Orders came down from the department’s top brass last week that no officers will be given any additional time off until the trial ends, according to WFAA, the local ABC affiliate in Dallas. But it was another order given to the ranks that could be interpreted as the expectations of an acquittal.

“Detectives were also told to have their uniforms, gas masks, helmets and other gear ready,” WFAA wrote, citing “separate memos” from the higher-ups.

The messages taken together — no more time off and get your equipment “ready” — could be a signal that Dallas police leadership were not only preparing for Guyger to be found not guilty, but also for a potential riot in the aftermath of an acquittal.

“The move is to make sure the city has enough resources to protect it,” Terrance Hopkins, president of the Black Police Association of Greater Dallas, told WFAA. Hopkins’ words were telling in that a guilty verdict would likely bring about rejoicing and not violence. In theory, the only thing to officers would need “gas masks, helmets and other gear ready” to “protect” Dallas would come after an acquittal and not a guilty verdict.

Those orders to police came before Dallas News reported on Tuesday that “people who seem extremely pro-police or highly sympathetic to the causes of groups such as Black Lives Matter” will not be selected as potential jurors in the murder case.

Many people who have been following the case from the beginning have said they don’t trust law enforcement and courts in Dallas to bring justice to Jean’s family. That was true again last month when Guyger appeared in court late last month, when her defense lawyers and prosecutors agreed not to make reference to her employment status during the trial. It was unclear if that meant that lawyers wouldn’t say that Guyger, 31, was off-duty when she shot Jean, who was just 26 years old when he died.
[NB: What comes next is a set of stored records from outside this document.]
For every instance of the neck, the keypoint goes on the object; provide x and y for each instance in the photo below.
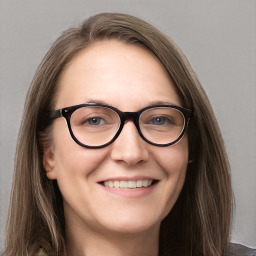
(90, 243)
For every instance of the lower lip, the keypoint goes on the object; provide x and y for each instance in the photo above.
(131, 193)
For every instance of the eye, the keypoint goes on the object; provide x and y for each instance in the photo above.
(95, 121)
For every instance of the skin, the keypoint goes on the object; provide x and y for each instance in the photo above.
(99, 222)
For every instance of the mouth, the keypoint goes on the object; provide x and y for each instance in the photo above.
(128, 184)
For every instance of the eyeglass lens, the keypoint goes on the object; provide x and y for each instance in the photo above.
(96, 125)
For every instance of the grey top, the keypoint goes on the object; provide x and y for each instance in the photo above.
(240, 250)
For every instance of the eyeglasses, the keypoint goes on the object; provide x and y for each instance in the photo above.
(95, 125)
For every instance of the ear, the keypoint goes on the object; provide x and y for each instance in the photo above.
(49, 162)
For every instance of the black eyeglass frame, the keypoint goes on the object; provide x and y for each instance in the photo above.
(124, 116)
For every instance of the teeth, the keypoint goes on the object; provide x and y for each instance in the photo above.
(131, 184)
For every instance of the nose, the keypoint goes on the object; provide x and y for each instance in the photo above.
(129, 147)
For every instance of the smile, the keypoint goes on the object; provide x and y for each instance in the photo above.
(128, 184)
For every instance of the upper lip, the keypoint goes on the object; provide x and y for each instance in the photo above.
(128, 178)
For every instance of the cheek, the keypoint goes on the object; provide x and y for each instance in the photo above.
(70, 158)
(174, 159)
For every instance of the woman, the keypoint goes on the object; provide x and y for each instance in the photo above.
(119, 151)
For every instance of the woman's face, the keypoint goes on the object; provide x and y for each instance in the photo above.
(129, 78)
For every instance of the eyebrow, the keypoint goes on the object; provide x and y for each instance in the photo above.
(150, 103)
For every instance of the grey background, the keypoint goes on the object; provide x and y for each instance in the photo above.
(219, 39)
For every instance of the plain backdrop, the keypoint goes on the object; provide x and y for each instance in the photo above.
(219, 39)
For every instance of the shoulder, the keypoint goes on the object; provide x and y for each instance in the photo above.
(239, 250)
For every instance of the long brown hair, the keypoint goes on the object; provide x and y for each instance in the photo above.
(198, 224)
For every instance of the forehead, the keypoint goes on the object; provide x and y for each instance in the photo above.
(116, 73)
It may have been referring to her being fired from the Dallas Police Department. Or perhaps both.

Amber Guyger Mug Shot Nov. 30, 2018

Source: Mesquite Jail

That court appearance followed District Judge Tammy Kemp delaying her ruling on a change of venue motion. She wrote in a separate ruling that she would only decide whether a new location was warranted once the process of questioning prospective jurors is “completed or it becomes apparent” during the interviews “that a fair and impartial jury cannot be selected in Dallas County due to the pervasive publicity in this case.”